Elementals: Stories of Fire and Ice by A.S. Byatt

2017 Reading Challenge - Read a collection of stories by a woman.

Due to this challenge, I made yet another attempt at reading a collection of short stories.  Not since Kipling's "Just So Stories" which is akin to Aesop's Fables, have I enjoyed a short story collection.  Maybe I need to stick to children's short stories rather than adult ones!

I made an attempt a number of years ago with Karen Russell's "St. Lucy's Home for Girls Raised by Wolves" as I heard great things about it, but I was sadly disappointed with the collection (see review June 16, 2012).

Again with "Elementals", I found that frequently the stories were obscure or felt unfinished.  There was quite a variety: from a story of life and death, a princess fairy tale, a Faustian tale, a weird story that was more like a dream/nightmare inside a shopping mall and Biblical tales of morality.

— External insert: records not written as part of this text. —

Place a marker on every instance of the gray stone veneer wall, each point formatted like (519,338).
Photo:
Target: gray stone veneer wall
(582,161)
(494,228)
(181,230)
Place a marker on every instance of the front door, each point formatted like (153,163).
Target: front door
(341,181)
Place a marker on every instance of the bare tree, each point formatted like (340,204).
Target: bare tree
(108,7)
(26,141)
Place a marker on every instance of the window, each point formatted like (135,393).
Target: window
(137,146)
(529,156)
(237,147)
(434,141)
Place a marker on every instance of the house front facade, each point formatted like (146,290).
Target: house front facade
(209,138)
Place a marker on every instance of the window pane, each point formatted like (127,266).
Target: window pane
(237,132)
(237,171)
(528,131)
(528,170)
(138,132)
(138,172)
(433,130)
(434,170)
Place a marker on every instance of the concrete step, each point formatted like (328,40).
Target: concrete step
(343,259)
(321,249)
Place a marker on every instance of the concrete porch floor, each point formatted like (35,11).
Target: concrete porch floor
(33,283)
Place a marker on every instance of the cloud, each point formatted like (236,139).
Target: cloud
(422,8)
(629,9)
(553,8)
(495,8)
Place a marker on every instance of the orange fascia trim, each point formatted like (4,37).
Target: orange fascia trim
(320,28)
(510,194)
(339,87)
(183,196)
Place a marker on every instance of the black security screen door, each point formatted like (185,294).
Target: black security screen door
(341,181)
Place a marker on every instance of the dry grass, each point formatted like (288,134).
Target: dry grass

The author's descriptive writing is amazing in "Cold" in describing the ice world of the princess and the glass-blowing of the prince and in "A Lamia in the Cevennes" the artist and his obsession with colors (i.e. the various shades of blue).

Even with the beauty of Byatt's writing, I can appreciate the short story writing, yet I'm not compelled to want to read more.

Quotes:  "There was excess of pleasure in the simplicity: stars, flames, water, the scent of cedars and burned fennel, the salt of olives, the juicy flakes of the fish, the gold wine, the sweet berries, the sharp chocolate, the warm air"

"I think perhaps you did the best you could -
I did not tell you this sorry story in order to hear you say that...I told it to hear it told aloud"

"...your past life is mapped two ways, with significant things that of course you remember, births, marriages, deaths, journeys, successes and failures, and then the other sort, the curiously bright-coloured, detailed pointless moments that won't go away."


"You must learn now, that the important lesson...is that the divide is not between the servants and the served, between the leisured and the workers, but between those who are interested in the world and its multiplicity of forms and forces, and those who merely subsist, worrying or yawning."